I want to go on record saying that the “strategy”(which is really non-existent) in fighting ISIS is a failure and, so long as we have a panty-waist Congress backing up a Muslim-in-chief, it’s going to stay that way. Any plan, including the mission creep that is going on now, that calls for US troops on foreign soil, should be stopped immediately.
General Curtis Lemay is credited with designing and implementing an effective, but also controversial, systematic strategic bombing campaign in the Pacific theater of World War II. During the war, he was known for planning and executing a massive bombing campaign against cities in Japan and a crippling minelaying campaign in Japan’s internal waterways. After the war, he initiated the Berlin airlift, then reorganized the Strategic Air Command (SAC) into an effective instrument of nuclear war. He served as Chief of Staff of the U.S. Air Force from 1961 until his retirement in 1965. He is also known as having said, that he would “bomb them back to the Stone Age” in referring to the North Vietnamese.

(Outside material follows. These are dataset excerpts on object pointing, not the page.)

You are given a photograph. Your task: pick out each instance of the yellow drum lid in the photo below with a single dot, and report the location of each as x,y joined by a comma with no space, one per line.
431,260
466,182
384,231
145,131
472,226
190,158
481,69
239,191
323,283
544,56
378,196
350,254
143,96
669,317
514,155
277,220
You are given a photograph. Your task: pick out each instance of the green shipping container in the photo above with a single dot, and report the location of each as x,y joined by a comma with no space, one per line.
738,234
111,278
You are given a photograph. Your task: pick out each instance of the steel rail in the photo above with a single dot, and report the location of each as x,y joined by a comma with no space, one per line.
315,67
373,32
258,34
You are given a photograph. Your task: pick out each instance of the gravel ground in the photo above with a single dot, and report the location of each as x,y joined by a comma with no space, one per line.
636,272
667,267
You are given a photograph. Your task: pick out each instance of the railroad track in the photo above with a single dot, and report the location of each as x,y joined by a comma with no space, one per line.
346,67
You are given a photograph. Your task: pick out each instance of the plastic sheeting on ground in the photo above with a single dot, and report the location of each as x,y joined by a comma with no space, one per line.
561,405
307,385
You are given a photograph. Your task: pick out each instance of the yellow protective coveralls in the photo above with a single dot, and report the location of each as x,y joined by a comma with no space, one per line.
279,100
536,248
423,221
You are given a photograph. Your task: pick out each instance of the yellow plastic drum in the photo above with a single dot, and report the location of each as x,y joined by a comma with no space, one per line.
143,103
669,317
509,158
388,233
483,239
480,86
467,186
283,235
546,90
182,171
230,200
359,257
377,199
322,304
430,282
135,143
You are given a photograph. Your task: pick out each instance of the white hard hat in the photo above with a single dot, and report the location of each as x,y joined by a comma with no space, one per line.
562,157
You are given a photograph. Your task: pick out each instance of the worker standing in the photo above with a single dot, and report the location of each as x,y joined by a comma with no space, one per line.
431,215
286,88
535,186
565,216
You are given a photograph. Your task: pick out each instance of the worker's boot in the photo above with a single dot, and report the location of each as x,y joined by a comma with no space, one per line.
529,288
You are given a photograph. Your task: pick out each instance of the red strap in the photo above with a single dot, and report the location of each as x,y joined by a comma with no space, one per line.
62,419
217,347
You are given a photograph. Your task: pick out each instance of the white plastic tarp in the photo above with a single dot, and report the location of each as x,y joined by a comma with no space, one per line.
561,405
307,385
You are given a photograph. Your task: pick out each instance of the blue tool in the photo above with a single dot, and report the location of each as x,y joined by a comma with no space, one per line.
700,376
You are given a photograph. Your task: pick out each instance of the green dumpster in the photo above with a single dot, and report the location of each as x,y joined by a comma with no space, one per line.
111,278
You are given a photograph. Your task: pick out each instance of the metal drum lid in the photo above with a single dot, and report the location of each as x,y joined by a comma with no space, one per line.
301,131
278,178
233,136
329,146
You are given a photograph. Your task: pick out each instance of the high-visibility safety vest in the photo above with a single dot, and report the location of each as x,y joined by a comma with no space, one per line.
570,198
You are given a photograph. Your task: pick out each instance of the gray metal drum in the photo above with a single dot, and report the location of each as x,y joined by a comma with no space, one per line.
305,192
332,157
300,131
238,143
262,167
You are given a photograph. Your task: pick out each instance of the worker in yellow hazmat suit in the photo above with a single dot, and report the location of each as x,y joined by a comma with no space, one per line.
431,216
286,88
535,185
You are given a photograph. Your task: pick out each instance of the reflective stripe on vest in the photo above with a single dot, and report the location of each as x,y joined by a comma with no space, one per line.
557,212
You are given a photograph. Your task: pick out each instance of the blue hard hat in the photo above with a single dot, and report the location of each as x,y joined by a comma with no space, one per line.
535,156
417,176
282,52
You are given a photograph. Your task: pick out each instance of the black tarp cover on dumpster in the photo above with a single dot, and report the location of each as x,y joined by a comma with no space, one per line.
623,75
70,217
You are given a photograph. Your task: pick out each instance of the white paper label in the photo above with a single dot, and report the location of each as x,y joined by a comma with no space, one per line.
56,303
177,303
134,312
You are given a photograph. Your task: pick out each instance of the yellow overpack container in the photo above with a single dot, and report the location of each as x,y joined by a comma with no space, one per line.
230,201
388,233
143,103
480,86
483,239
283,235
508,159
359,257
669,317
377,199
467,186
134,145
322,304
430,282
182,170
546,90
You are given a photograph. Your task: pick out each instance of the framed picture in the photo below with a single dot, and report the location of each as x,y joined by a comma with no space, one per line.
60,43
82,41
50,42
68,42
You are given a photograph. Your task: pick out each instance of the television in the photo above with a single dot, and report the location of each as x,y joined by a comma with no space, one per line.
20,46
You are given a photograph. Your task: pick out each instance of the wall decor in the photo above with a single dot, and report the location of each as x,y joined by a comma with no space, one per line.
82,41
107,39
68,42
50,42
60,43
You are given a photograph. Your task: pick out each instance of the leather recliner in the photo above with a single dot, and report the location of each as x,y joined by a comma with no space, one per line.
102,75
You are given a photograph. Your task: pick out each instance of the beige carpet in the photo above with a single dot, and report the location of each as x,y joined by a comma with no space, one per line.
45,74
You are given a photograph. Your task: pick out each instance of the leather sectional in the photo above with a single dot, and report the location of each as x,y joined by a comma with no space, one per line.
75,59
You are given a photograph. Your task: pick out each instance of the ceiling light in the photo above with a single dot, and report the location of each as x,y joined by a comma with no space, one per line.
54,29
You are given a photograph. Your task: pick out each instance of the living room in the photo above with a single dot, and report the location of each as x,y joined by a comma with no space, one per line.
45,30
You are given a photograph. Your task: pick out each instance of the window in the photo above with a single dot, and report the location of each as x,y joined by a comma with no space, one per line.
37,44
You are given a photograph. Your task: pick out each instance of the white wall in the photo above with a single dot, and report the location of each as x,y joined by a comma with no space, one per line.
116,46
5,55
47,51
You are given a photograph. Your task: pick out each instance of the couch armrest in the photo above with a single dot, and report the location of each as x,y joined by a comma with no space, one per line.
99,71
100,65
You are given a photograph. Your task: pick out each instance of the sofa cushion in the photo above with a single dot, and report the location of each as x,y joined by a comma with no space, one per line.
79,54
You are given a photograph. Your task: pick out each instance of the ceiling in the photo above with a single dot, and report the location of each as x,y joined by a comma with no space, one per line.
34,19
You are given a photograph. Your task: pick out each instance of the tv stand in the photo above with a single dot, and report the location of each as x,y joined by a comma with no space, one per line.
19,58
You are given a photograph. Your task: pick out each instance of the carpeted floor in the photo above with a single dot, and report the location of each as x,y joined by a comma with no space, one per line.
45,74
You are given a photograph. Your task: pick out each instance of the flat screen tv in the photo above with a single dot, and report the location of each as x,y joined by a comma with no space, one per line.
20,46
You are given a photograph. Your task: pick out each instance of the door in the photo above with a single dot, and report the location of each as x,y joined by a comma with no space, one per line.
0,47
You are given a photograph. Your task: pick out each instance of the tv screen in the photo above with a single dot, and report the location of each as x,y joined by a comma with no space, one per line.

News broadcasts on TV show large concentrations of ISIS personnel in various places, and that would be the time to initially start bombing them. A continuous bombing attack, 24/7 for about three months, destroying them, their materials and equipment, should either make them give up, or at least have them listen to reason.
Innocent people will be killed…that’s a given in a war. ISIS does it for some of the most stupid reasons ever, and does it on world-wide television. We should carpet-bomb ISIS wherever and whenever we find them, and although it sounds cruel and uncaring, the collateral damage, the military’s term for civilian deaths, would most likely allow the rest of the population to live, and live freely. We would not have to put a single trooper’s boot on foreign soil.
JFK said, in his inaugural address, “Let the word go forth…let every nation know, whether it wishes us well or ill, that we shall pay any price, bear any burden, meet any hardship, support any friend, oppose any foe to assure the survival and the success of liberty.” We will not, we cannot shirk that responsibility, but we don’t have to lose trooper’s lives doing it. Technology already in our arsenal allows us to hit targets half a world away from a ready-room here in this country. Even mass bombing runs can be done by remotely-controlled aircraft, and we have hundreds of them sitting in the desert, ready to serve us again.
The old, reliable WW2-vintage aircraft are there at Davis-Monthan Air Force Base, in Arizona, waiting to be scrapped or used, as the case may be. It represents, so I’m told, one of the largest air forces in the world. In addition to the B-29 Super Fortresses, there are B-47s and B-52s, all of which are capable of carrying tactical nuclear weapons and, probably, remotely-controlled.
At the end of WW2 the invasion of Japan was going to take place and it was estimated that about three-quarters of a million US and Allied troops would be lost. The dropping of two atomic bombs put that plan on the back burner and President Truman said that it probably saved the lives of all those who might have been sent to invade Japan, and of course, it would have cost the Japanese casualties as well. It was a tough decision to make…but in wartime you have to make those kinds of decisions, and you weigh the outcomes carefully. Presently we have an administration that doesn’t seem to have the ability to choose between red and green jellybeans, much less to make a strong show of force against an ever-growing ISIS threat.